MLive article misses the point of the GQ article on ArtPrize
Nearly a week after the GQ story on ArtPrize has been circulating in Grand Rapids, MLive finally decided to join the conversation.
The MLive article, by entertainment writer Jeffrey Karczmarcxyk, frames the narrative around the GQ story on ArtPrize (So you think you can paint) as a glass half-full/half-empty story. Karczmarcxyk presents the argument that the Matthew Powers article in GQ pointed out the very best and the very worst of the annual art event in Grand Rapids.
While the GQ article did do what the MLive writer stated, the GQ article was much more than that. Matthew Power seemed to be asking both critical questions about ArtPrize the event, but equally important was its relationship to the political and economic power of the DeVos family.
The only real reference that the MLive writer made to the politics of the DeVos family was this line, “Power’s observations on the “ultra conservative” DeVos family and its support of “hot-button, conservative issues” is searing.” While I think that Powers made important statements about the DeVos family, in terms of their involvement in issues like anti-gay marriage, I would hardly call what he wrote as “searing.”
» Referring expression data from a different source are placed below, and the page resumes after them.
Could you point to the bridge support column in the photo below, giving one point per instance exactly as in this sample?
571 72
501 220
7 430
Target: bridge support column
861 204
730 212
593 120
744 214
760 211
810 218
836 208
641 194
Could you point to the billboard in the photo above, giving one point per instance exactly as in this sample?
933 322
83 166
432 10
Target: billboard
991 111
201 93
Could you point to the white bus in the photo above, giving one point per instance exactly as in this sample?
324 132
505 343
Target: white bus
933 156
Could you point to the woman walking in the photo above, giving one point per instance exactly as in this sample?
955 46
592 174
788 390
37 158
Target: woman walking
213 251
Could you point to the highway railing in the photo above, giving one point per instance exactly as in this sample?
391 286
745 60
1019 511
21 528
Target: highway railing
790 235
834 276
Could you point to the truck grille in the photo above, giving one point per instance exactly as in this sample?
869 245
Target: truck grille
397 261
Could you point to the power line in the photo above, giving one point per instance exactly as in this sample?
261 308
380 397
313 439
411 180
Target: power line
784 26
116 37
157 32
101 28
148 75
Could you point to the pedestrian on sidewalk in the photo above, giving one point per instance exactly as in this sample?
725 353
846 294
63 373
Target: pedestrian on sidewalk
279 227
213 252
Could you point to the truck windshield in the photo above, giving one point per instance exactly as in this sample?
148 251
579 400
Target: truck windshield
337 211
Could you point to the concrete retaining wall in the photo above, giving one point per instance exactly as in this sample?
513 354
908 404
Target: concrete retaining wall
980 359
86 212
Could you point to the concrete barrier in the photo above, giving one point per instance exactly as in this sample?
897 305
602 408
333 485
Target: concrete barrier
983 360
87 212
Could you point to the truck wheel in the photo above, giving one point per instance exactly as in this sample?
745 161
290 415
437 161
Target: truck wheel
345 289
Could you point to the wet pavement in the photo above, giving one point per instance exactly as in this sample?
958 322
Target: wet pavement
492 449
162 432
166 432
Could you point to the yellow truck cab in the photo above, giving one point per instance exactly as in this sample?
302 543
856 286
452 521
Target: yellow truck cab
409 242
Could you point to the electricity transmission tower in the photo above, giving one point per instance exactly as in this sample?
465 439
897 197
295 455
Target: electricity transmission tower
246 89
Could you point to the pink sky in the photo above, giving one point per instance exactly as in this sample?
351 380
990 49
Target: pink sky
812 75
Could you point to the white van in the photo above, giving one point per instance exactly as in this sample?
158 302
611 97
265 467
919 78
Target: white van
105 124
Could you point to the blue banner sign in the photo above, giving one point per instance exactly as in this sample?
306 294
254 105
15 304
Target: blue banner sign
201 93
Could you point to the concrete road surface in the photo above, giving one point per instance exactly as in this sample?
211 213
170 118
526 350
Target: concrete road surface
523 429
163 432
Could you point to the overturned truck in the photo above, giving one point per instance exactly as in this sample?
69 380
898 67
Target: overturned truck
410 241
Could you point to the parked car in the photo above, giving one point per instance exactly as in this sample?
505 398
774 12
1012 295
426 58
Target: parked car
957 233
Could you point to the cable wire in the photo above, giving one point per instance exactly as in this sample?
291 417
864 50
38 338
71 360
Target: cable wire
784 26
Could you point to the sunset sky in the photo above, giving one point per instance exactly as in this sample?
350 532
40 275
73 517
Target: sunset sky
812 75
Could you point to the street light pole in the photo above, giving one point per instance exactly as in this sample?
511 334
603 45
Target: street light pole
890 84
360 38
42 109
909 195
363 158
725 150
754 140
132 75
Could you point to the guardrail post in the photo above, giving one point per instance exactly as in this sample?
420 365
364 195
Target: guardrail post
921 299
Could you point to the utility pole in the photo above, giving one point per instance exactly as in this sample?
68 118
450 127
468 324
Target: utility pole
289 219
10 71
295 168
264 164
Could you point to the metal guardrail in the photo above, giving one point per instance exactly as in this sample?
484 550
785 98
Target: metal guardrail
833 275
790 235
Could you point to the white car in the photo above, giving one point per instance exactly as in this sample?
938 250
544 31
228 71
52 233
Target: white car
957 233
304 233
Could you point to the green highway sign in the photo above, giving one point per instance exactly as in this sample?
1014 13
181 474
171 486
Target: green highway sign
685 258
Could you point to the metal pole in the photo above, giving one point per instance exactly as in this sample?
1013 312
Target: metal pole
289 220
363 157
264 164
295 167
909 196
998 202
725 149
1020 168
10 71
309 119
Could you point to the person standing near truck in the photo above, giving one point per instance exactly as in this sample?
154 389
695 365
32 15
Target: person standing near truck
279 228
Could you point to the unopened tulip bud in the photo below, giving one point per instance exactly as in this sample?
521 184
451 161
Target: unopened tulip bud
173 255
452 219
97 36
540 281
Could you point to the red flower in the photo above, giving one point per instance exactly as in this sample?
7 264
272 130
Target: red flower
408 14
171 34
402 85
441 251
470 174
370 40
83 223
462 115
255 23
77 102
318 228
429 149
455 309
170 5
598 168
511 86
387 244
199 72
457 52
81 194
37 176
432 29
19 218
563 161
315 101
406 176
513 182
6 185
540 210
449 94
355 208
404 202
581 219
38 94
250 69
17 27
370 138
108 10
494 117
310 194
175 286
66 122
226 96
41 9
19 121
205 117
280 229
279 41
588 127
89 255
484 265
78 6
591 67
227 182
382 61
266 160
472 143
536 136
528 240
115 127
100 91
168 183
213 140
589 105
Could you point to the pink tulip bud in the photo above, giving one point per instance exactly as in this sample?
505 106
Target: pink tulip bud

However, maybe to Karczmarcxyk, the GQ article was a searing indictment of the DeVos family, which might explain why he did not honestly deal with that aspect of the GQ article.
The MLive story does mention Paul Armenta and SITE: LAB, but fails to acknowledge the critical comments from Armenta or GR artist Michael Pfleghaar that were prominent in the GQ article. In fact, the only source that Karczmarcxyk uses in the MLive article, other than Power, was the PR guy for ArtPrize, Brian Burch. Burch applies his trade and puts his own spin on the GQ article with this innocuous comment, “The piece offers a number of interesting perspectives that add to the conversation and showcases how much complexity can come out of something so simple.”
The MLive story was in no way a surprise, it just demonstrated once again its unwillingness to provide a larger critique of ArtPrize, the DeVos family and their politics, which is what the GQ article was a least willing to do.